Spitzenkoch Joachim Gradwohl, der sieben Jahre das Restaurant Meinl am Graben in Wien führte und es auf drei Hauben brachte, ist Gourmets schon lange ein Begriff. 2013 wagte er den Schritt in

die Selbstständigkeit und sorgt seither gemeinsam mit seiner Partnerin Lilli Kollar für die passende kulinarische Begleitung bei privaten Veranstaltungen und Business-Events aller Größenordnungen — kaum eine Küche ist zu klein, selten eine Herausforderung zu groß. „Unser kleinster Einsatz war ein privater Kochkurs mit drei Gästen. Der größte ein Firmenevent mit 1.800 Personen — da ist wirklich alles dabei“, erzählt die ausgebildete Sommelière, die auch ein Faible für Patisserie hat. „Wenn sie zum Beispiel zu Weihnachten Vanillekipferl bäckt, sind diese daumennagelgroß“, verrät Gradwohl.


Das Leben ist ein Wunschkonzert. „In meiner Zeit als Küchenchef im Meinl am Graben habe ich die Gerichte nach meinen Vorstellungen kreiert und damit eine klare Linie verfolgt. Heute genieße ich die Abwechslung und die Nähe zum Gast, die das Private Cooking und Catering-Geschäft mit sich bringt“, erklärt Joachim Gradwohl. Zwar arbeitet er durchaus auch immer wieder filigran mit vielen

aufeinander abgestimmten Komponenten, bestimmte Kunden bevorzugen aber bodenständige oder puristische Zubereitungen. Unlängst kam bei einem größeren Firmenevent beispielsweise Wild auf den Grill, einfach, aber perfekt gegart.


Eine komplett ausgestattete Profiküche findet Gradwohl auch nicht immer vor — jede Location bringt ihre speziellen Gegebenheiten mit sich. „Wir haben alles schon erlebt und sind in vielen Eventualitäten schon erprobt“, erzählt Lilli Kollar und erinnert sich an einen Einsatz in einer Almhütte, in der erst eine Kochmöglichkeit aufgebaut werden musste.


Auf Europareise. Die berufliche Neuorientierung vor mittlerweile fast fünf Jahren sorgte jedenfalls für einen vollen Terminkalender bei den beiden, sie sind ständig unterwegs: zwei Tage in der Schweiz, einen Abstecher nach Wien, dann weiter nach Monaco — derartige Reiserouten sind keine Seltenheit.
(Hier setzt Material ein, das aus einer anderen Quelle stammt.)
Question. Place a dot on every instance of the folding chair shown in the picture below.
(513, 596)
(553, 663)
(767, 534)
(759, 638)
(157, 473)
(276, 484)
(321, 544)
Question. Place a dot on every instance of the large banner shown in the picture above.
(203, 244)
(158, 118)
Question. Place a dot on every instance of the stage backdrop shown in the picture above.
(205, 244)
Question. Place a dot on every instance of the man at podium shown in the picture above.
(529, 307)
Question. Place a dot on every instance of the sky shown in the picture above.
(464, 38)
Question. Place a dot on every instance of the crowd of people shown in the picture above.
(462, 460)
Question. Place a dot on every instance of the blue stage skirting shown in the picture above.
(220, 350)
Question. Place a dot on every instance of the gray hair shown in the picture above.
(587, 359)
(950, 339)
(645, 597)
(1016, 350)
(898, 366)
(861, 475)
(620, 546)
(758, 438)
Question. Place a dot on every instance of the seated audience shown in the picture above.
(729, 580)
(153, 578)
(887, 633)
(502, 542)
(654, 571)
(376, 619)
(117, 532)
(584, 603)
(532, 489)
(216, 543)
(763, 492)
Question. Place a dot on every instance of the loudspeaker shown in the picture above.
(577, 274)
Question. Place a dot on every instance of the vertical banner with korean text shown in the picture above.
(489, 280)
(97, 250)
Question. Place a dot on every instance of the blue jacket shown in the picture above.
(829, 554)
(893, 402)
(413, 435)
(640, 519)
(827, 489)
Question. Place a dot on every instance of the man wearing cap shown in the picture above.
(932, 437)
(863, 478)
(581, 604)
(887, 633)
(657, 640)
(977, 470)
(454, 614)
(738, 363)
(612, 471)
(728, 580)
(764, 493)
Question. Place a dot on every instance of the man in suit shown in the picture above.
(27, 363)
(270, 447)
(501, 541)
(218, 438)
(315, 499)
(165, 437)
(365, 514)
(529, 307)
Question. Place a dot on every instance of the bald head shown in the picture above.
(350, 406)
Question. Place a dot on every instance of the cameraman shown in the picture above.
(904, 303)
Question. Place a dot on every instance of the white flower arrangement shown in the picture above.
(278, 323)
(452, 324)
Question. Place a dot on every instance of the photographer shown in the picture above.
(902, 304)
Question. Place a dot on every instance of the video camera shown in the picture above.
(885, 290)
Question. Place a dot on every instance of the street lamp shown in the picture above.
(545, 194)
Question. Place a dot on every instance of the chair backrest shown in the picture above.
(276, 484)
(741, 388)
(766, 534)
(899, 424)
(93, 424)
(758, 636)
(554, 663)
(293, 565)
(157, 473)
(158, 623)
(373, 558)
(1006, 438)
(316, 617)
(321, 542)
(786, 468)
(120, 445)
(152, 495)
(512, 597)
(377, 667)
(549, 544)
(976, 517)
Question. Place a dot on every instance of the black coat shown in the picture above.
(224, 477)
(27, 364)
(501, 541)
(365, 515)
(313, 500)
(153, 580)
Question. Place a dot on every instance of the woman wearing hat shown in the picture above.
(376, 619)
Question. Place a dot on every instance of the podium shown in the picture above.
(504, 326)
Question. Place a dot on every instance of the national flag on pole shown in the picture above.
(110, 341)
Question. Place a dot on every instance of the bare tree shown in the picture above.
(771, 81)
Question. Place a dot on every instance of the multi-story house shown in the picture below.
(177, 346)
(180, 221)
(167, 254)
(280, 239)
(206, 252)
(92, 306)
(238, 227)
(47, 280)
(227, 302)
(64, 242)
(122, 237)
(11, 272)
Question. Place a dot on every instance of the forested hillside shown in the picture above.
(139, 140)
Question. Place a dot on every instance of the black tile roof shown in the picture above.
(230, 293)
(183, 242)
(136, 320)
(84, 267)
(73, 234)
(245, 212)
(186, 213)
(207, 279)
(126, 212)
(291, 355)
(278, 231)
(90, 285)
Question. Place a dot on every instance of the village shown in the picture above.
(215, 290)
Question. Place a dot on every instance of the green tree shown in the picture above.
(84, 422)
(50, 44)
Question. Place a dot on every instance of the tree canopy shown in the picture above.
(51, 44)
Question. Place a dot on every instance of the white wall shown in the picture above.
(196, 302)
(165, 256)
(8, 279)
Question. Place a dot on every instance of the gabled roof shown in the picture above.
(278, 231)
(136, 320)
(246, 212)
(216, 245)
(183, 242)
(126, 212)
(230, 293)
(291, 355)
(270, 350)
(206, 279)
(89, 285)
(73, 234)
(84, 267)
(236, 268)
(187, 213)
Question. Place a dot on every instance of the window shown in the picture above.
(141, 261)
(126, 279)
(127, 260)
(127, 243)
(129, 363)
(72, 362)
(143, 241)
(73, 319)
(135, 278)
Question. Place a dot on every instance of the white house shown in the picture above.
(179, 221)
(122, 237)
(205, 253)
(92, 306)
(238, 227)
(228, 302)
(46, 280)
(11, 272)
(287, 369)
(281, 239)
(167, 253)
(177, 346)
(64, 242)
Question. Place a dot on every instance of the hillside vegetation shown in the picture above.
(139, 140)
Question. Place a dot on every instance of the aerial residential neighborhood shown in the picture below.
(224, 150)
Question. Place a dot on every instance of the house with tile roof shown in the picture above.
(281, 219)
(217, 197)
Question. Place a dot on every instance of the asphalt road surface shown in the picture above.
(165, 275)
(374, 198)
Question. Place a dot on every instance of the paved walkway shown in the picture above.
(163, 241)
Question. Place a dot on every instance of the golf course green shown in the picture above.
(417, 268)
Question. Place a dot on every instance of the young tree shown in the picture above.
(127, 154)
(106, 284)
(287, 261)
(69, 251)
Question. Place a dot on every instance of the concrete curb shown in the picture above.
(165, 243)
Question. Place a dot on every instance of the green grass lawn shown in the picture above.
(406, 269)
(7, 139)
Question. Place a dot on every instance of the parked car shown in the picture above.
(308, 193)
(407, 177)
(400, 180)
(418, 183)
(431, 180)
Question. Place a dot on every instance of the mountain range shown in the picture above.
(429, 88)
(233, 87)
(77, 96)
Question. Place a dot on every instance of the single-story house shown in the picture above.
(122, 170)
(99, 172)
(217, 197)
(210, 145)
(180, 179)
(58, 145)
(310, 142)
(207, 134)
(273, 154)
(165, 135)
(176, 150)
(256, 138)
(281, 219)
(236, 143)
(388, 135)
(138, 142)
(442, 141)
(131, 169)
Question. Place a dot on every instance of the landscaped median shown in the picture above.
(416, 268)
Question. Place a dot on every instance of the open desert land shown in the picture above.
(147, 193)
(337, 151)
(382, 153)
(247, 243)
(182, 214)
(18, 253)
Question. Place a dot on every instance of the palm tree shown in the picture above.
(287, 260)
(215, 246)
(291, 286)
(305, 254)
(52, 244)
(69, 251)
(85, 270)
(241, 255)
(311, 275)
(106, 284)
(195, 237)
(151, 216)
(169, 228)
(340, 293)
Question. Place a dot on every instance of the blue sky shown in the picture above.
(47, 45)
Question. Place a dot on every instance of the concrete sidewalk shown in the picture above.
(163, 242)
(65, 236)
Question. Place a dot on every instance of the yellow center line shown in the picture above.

Wo es logistisch machbar ist, bringen sie die Produkte von den Lieferanten ihres Vertrauens mit. „Das Gemüse kommt von unseren Bauern aus der Steiermark. Und Lillis Onkel ist Metzger und organisiert uns Fleisch in bester, heimischer Qualität“, so Gradwohl.


Joachim Gradwohl schwingt aber nicht nur selbst den Kochlöffel, er unterstützt auch Gastrounternehmer bei der Konzeption neuer und der Weiterentwicklung bestehender Lokale. Gerne verbringt er Zeit in Vorarlberg, um die Küchenmannschaft eines Gourmethotels zu coachen und mit ihr neue Rezepte zu kreieren. Aber Wissenstransfer steht auch bei anderen Gelegenheiten auf der Tagesordnung, beispielsweise im Sommer an der Jungen Uni, wo Gradwohl und Kollar Kindern gesunde Ernährung näherbringen.


Wenn der Koch zu mir nach Hause kommt. Beim Hobbykoch in Wien ist es mittlerweile Abend geworden. Es klingelt an der Tür, die Gäste sind da. Der Esstisch ist schön gedeckt, der Wein richtig temperiert, und es duftet nach geröstetem mediterranen Gemüse. Die beiden Herren hinterm Herd richten die Teller kunstvoll an, damit auch das Auge seine Freude hat. Der Kochkurs endet, das Fest beginnt.

Ein eingespieltes Team: Lilli Kollar und Joachim „Jojo“ Gradwohl.

„Heute genieße ich die Nähe zum Gast, die das Private Cooking mit sich bringt.“

JOACHIM GRADWOHL

Dieser Artikel ist erstmals in Ausgabe 1/2018 der perspektiven erschienen.

REZEPT

Anzac-Biscuits

Zutaten

125 g kleinblättrige

Getreideflocken

125 g Mehl, universal

125 g Kokos

90 g Zucker

125 g Butter

1 EL Ahornsirup

1 Prise Natron

½ EL heißes Wasser


Butter schmelzen. Ahornsirup, Wasser und Natron beigeben. Alle trockenen Zutaten vermengen und mit den flüssigen aufgießen. Plätzchen formen und bei 160 Grad Heißluft ca. 20 Minuten goldig backen. Auskühlen lassen und zum Eistee oder Eiskaffee genießen.